Fate of councillor set to be determined
The fate of an Orkney Islands Council (OIC) councillor accused of breaching ethical standards is set to be decided on Monday.
A hearing will determine if Councillor John Ross Scott broke the Councillors’ Code of Conduct when he shared confidential council information via his Facebook page.
Prior to the hearing, which is being held by the Standards Commission, an investigation by the Ethical Standards Commissioner (ESC) concluded that Councillor Scott was guilty.
However, the commission — an independent body which upholds ethical standards in the public sector — will adjudicate on the matter, and will determine whether or not Councillor Scott is guilty, and if he is, what punishment is handed down.
If found guilty, Councillor Scott could face being censured, suspended or disqualified — although disqualification is reserved for only the most severe breaches of the code. Alternatively, no further action may be taken.
The hearing will begin at 9.30am and is set to be livestreamed on the Standards Commission’s website.
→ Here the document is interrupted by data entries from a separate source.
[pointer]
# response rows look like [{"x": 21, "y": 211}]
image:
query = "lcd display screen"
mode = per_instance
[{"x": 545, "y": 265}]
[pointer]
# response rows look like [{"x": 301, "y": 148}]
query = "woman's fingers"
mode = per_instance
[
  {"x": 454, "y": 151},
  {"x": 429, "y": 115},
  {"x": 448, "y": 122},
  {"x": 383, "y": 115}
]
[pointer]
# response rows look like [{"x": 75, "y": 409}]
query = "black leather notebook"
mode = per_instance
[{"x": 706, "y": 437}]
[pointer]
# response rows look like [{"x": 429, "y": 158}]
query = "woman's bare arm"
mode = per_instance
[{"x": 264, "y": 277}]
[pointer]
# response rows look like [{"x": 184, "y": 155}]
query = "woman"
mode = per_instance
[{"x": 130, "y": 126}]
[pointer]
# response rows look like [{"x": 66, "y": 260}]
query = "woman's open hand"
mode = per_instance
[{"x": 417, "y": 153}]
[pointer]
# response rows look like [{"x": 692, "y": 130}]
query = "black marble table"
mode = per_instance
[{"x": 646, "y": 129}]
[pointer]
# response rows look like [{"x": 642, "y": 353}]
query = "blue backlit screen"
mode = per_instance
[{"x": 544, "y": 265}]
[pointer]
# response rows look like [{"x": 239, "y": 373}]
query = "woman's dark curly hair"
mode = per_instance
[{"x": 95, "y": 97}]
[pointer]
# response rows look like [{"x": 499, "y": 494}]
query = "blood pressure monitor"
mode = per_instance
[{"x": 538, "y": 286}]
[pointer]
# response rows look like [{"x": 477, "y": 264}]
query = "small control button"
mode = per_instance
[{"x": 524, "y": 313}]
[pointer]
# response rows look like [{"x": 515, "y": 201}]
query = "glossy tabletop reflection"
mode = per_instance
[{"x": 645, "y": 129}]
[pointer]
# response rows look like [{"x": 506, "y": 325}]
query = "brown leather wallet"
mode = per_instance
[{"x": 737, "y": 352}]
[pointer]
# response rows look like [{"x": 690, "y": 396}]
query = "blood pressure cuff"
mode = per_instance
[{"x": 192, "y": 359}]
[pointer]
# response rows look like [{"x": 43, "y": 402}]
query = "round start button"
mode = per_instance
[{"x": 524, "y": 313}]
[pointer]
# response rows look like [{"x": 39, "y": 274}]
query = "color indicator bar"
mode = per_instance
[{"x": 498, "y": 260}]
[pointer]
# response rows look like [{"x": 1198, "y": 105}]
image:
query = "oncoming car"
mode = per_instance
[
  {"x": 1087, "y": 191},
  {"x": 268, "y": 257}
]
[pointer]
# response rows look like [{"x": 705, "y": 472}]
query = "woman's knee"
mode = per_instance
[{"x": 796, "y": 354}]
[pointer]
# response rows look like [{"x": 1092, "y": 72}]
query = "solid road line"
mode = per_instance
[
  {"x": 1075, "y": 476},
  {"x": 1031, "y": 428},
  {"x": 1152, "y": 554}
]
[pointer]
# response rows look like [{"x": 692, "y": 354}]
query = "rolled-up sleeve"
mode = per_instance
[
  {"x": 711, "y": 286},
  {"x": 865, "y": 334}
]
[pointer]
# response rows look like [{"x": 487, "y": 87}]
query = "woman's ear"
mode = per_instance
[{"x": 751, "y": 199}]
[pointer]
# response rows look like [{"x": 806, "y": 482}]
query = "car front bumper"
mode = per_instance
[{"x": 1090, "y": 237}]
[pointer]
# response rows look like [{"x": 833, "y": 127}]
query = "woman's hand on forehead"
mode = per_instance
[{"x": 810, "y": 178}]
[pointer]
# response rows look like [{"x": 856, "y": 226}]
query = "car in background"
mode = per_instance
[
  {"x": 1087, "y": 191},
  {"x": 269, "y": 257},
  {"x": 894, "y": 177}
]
Councillor Scott, who represents the Kirkwall East ward, said that while he was duty bound not to speak about the case until after the hearing, he expressed his gratitude for the trust and support he had received thus far.
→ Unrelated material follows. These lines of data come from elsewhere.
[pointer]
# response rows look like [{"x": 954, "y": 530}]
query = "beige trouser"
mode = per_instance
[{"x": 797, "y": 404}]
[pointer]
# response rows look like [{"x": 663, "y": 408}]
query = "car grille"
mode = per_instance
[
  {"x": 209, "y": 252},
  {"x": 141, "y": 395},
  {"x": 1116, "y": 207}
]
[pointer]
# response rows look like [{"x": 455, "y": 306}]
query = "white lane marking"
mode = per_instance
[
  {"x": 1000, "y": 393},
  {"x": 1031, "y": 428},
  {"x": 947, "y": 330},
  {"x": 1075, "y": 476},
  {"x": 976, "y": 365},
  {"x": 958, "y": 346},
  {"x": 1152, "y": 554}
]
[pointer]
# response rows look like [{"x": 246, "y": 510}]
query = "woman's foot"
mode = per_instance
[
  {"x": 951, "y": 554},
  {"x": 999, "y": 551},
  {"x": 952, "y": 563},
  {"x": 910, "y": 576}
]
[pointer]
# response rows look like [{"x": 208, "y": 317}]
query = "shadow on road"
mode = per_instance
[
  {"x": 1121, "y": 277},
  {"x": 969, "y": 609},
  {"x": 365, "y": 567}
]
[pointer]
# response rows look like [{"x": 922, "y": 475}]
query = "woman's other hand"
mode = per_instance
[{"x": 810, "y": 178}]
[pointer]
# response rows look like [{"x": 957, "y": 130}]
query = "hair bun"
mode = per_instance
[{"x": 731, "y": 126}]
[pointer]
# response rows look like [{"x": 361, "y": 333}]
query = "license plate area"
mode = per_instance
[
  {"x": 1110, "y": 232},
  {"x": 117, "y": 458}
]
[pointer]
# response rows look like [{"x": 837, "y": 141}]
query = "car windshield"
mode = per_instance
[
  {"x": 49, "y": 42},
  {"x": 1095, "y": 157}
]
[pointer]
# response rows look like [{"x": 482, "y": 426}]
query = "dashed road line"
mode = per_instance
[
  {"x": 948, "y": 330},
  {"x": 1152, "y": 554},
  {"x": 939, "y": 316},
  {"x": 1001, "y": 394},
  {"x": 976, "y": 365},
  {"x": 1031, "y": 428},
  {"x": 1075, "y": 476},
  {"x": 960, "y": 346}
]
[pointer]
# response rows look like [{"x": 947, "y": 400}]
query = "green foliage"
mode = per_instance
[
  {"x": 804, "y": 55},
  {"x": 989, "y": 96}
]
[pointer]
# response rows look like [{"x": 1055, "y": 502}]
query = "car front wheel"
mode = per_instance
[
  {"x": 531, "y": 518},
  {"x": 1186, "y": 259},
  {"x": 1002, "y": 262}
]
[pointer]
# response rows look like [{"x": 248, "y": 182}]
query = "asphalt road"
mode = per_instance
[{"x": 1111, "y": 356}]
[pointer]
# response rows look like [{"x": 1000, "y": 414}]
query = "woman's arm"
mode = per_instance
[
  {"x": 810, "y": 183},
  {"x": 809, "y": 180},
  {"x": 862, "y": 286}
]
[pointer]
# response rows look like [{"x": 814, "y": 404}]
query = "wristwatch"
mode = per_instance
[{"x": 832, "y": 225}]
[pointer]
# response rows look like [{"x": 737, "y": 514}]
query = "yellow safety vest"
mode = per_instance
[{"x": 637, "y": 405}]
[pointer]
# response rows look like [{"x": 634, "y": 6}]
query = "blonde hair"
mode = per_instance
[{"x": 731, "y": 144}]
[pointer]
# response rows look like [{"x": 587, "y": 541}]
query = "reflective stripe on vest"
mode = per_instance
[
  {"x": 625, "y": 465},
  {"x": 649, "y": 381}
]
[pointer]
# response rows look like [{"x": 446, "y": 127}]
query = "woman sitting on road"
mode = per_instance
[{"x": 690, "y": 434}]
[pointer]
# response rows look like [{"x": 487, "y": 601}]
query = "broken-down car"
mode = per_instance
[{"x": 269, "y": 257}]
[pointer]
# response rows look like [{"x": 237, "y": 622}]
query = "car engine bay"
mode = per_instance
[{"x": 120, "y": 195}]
The online hearing will be conducted by three members of the commission, and will see ESC present the case, including leading witness, against Councillor Scott, who will represent himself. He can also provide witnesses and evidence.
The case against Councillor Scott will focus on whether he has broken paragraphs 3.16 and 3.17 of the code, which focuses on confidentiality requirements.
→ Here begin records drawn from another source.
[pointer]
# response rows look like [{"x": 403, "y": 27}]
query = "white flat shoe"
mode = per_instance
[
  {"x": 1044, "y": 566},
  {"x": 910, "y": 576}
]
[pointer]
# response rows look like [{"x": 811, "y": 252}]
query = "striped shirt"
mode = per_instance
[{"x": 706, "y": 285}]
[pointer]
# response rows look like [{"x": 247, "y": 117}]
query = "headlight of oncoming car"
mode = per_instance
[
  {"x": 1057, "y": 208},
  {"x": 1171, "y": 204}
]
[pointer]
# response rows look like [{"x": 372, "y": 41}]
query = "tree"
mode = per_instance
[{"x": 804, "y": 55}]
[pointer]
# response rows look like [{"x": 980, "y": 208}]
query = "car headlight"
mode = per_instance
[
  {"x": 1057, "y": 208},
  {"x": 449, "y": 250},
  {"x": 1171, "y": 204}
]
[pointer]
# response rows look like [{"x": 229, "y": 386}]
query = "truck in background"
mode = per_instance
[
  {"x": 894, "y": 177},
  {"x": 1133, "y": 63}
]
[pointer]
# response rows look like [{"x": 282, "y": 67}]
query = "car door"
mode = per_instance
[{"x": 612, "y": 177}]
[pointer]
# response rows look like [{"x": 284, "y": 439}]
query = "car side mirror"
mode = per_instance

While the code requires councillors to be open, transparent and accountable, it notes that there can be times where they are required to keep certain information confidential. The code further notes that this can sometimes be simply a matter of timing.
In May, Councillor Scott posted details from a verbal report given to councillors by council officials which, according to the councillor, mostly related to actions being undertaken locally by OIC in the early stages of the pandemic.
However, he was later told that two points were not. These were subsequently removed.
Dismayed at this apparent breach in council communication and protocol, a group of councillors organised a meeting to discuss the situation — a meeting which Councillor Scott was not invited to, but was mistakenly made aware of when he was included into a group email.